“Dry land at last,” said Marvin, “I was beginning to think Oregon is an island.”
We were trying to circumnavigate Oregon as an adventure. We started the furthest south, where California and Oregon join with the Pacific Ocean and headed north toward the Columbia River. Oregon’s boundary is a nautical league offshore… that’s about three miles of water for those unfamiliar with nautical terms.
Oregon’s boundary then follows the Columbia River 309 river miles upstream, zig-zagging with the flow of the river, until just about 17 miles east of the McNary dam near Umatilla where the 46th parallel comes ashore heading easterly, forming the rest of the boundary with Washington.
“That’s about 660 miles by water so far,” I replied. “We have about 100 miles of dry land before we reach the Snake River where Oregon, Washington, and Idaho form a tri-corner about a mile below the confluence with Cache Creek.”

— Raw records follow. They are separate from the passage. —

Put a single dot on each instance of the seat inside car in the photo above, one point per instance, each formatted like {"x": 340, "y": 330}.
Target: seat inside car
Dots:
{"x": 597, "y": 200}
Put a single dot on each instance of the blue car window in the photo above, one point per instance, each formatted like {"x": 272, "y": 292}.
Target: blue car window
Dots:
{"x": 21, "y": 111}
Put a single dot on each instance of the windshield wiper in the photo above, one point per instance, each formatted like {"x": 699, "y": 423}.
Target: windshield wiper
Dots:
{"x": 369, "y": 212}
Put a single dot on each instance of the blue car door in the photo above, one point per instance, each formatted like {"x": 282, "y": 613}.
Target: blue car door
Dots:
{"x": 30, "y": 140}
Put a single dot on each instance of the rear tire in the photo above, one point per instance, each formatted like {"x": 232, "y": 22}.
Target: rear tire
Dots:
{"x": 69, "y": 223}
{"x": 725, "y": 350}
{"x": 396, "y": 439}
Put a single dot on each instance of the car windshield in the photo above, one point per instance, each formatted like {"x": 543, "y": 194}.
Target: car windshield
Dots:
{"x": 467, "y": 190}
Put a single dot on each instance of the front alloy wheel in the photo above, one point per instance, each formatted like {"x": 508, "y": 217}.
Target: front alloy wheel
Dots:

“Can we drive any of that?”
“Just a few miles along the state line near Walla Walla, the rest is wilderness.”
“So, what now?”
“We can follow the footsteps of Lewis and Clark and use water grade… the Snake River is tributary to the Columbia… we will have to do some of that by boat.”
“Do you know what Walla Walla means in Wiradjuri?”

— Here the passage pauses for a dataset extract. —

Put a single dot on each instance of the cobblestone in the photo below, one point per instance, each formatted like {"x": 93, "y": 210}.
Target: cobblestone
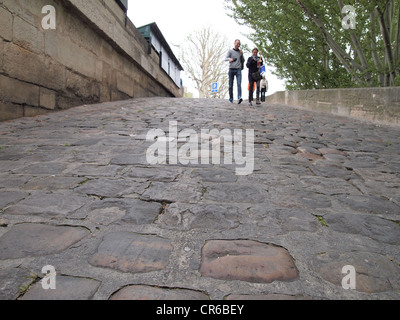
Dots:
{"x": 77, "y": 193}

“Probably not the same thing it means to the Walla Walla Nation.”
“It’s ‘the place of many rocks’ in Wiradjuri.”
“OK… so far we have been the farthest south, west and north on land in Oregon but the legal boundary has been covered with water… now we are headed for the farthest east in Oregon… guess what?… it’s in the water… in the Snake River.”
“Just as I suspected… Oregon is an island… it has water all around… that’s the exact definition of an island.”